Он кивнул, уйдя в себя и в таком состоянии мы и поднялись наверх, встретившись с весьма грозно настроенной хозяйкой дома.
— Витале! Энрико! — она сурово посмотрела на нас обоих, — почему, когда я прихожу домой, мне докладывают, что сын вернулся, но приказал мне не говорить об этом? Вместо этого он опять умчался во дворец дожа, затевать какие-то очередные интриги.
Мы с отцом переглянулись, мама в своих предположениях оказалась слишком близка к истине.
— Дорогая, мы просто обсуждали мою новую реформу, и у Витале нашлись весьма интересные мысли, — он подошёл и попытался взять её руки в свои, но был немедленно отторгнут.
— Мама, ну ты уже должна привыкнуть, — льстиво улыбнулся я, — я же не на два года уплывал, так, раз-два и обратно.
— Да? А архиепископом ты когда успел стать? — продолжала негодовать она, — и где я об этом узнаю? В церкви! Наш епископ чуть в обморок не упал, читая буллу из Рима.
Я весело рассмеялся от её слов, представив себе такую картину.

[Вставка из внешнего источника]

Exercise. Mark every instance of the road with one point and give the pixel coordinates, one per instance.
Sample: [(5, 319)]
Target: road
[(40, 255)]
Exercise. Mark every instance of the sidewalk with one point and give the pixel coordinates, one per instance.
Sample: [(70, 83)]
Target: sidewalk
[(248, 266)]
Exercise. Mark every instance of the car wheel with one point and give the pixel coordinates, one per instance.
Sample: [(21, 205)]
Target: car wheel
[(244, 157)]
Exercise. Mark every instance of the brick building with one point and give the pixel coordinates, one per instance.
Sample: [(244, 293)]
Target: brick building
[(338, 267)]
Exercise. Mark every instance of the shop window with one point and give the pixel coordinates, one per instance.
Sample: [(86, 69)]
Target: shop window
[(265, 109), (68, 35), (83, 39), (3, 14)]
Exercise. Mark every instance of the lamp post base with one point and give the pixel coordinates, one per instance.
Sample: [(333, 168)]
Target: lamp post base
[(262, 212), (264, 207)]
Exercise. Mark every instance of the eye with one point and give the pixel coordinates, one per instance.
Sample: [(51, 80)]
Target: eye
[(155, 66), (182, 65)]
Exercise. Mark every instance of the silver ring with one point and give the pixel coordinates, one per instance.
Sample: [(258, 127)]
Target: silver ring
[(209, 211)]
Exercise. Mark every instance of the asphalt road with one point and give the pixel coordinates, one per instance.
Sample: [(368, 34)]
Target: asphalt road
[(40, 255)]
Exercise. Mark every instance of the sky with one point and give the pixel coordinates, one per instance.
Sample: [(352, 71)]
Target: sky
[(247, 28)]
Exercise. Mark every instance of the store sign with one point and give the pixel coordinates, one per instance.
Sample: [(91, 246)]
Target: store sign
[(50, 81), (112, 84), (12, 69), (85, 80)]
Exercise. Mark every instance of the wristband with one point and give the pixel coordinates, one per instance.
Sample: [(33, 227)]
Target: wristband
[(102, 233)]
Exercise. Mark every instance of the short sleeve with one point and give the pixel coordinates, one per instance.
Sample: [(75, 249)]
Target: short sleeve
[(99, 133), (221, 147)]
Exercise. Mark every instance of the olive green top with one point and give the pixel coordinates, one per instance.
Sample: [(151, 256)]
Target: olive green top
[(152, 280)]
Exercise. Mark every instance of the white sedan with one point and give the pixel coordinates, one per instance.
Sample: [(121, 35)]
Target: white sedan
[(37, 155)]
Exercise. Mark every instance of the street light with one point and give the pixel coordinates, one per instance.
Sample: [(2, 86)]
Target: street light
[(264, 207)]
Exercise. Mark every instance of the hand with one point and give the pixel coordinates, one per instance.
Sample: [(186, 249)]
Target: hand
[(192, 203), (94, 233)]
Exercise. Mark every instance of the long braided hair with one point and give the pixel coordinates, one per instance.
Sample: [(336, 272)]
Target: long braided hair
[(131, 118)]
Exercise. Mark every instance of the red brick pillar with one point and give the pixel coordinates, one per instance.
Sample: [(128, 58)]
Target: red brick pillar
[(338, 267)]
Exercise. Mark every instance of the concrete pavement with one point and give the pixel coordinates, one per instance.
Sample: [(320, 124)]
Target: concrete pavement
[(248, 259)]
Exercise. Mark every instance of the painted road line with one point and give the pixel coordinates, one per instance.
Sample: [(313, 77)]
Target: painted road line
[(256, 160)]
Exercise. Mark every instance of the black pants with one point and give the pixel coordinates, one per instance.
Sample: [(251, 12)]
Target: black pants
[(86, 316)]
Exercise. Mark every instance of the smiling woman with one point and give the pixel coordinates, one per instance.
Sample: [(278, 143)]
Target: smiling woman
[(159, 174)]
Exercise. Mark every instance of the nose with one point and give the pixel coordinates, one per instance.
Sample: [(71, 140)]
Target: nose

— И зачем тебе кстати сан? — поинтересовался у меня Энрико, — ты никогда не тянулся к служению господу.
— А-а, по большей части, чтобы вы со своими невестами от меня отстали, — легко, не думая о последствиях, ответил я, — обет безбрачия, все дела.
Родители мгновенно стали похожи на глубоководных рыб, которых вытащили на поверхность.
— Так погоди, ты стал архиепископом, только чтобы не жениться?! — каким-то уж слишком ласковым тоном спросила меня мама.
— Ну да, целый же шкаф был приглашений руки и сердца, а сейчас всё! Свобода и никаких баб!
Родители переглянулись и отец неожиданно отошёл от меня бочком, ближе к маме.
— Витале, дорогой, — она как-то слишком близко подошла ко мне и неожиданно нагнувшись, схватило за ухо.
— Ай-яй-яй! — закричал я от пронзившей меня резкой боли.
— Простите, но нам нужно поговорить с новоиспечённым архиепископом. Отнесите его в мою комнату, — ласково обратилась она к замершим от страха слугам.
— Ай-яй-яй, — из глаз брызнули слёзы, когда она весьма жёстко выкрутила мне ухо, когда я попытался возмутиться насилием над детьми.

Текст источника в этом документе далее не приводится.